I only laid down 1 BID layer over them because I was concerned that it may not want to conform to the fuselage sides later on. I also peel plied over the entire strip to cure. Once the glass cured, I popped the electrical conduit off the mold and trimmed to length.
My concern (regarding the conduit conforming to the fuselage curvature) was correct. I had to push the conduit down somewhat hard so that it conforms to the fuselage curvature, especially the front portion of the conduit. I decided to take the main wheels off and lay the fuselage sideways such that I can weigh it down during the attachment process. Instead of floxing the conduit in place (per plan), I used 5 minute epoxy on the entire length of the conduit to hold it in place temporarily. Once cured, I glassed in a 1" BID tape along the conduit flange and the fuselage - full length, both sides.
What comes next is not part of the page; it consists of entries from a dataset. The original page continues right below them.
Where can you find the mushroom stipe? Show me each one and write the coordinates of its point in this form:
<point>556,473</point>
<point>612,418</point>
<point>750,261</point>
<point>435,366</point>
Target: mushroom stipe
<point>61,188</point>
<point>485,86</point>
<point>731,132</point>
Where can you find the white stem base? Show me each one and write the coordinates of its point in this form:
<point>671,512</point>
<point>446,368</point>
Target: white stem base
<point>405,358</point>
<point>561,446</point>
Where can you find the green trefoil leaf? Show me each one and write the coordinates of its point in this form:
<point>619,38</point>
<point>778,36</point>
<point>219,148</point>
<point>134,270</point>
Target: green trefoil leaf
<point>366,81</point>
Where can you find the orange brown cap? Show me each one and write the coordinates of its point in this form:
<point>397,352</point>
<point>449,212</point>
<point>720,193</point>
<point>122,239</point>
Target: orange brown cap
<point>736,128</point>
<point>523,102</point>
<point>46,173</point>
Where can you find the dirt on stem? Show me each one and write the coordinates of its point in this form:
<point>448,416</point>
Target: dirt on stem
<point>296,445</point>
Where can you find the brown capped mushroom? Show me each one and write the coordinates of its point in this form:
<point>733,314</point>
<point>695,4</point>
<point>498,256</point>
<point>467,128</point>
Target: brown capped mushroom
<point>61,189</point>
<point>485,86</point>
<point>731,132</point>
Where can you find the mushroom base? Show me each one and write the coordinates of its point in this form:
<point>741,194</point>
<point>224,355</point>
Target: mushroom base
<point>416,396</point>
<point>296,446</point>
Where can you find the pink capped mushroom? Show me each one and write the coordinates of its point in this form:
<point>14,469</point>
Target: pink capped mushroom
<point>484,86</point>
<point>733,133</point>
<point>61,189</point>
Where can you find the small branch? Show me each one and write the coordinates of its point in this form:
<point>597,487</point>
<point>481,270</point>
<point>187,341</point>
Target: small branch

I also peel plied for a smooth transition.
I tacked down the rudder cable conduit along the top of the electrical conduit, every 6", with hot glue. Then I glassed the nylon conduit in place in between the hot glue spots. However, I made sure that the glass BIDs are always at the front and ends of the conduits because I expect the maximum pulls and tugs will be at these locations.
The plan calls for extending the rudder conduit through the pre-cut notch at the instrument panel (Chapter 4). Since I am using the hanging rudder pedals and my rudder legs are a bit higher (from the fuselage floor) than the lay down rudder pedals, passing the rudder conduit through this notch will cause a slight dip in the flow of the conduit. If you look close, you can see the relative position of the pre-cut notch about 1/2" lower.
I used a laser and marked a straight line from the top of the ELECTRICAL conduit to the center of the rudder pedal attachment point. I drilled a new hole through the instrument panel where the laser beam crosses it. This gave me a smoother conduit flow. I was aware that the lower tip of the control stick fork will hit the conduit - ONLY if I have to rotate the control stick to +/-40 degrees. Since my control sticks are limited to +/-25 degrees (ref. previous section), I should be OK.
The plan suggested a simple cable connection that can be added in line with the rudder cable such that it can accommodate pilots of different heights. I am more concern with any slag in the rudder cables - but that can be better served with a turnbuckle. I went ahead and made the parts since they are rather simple to make. I will decide if I'll use it or not when time comes.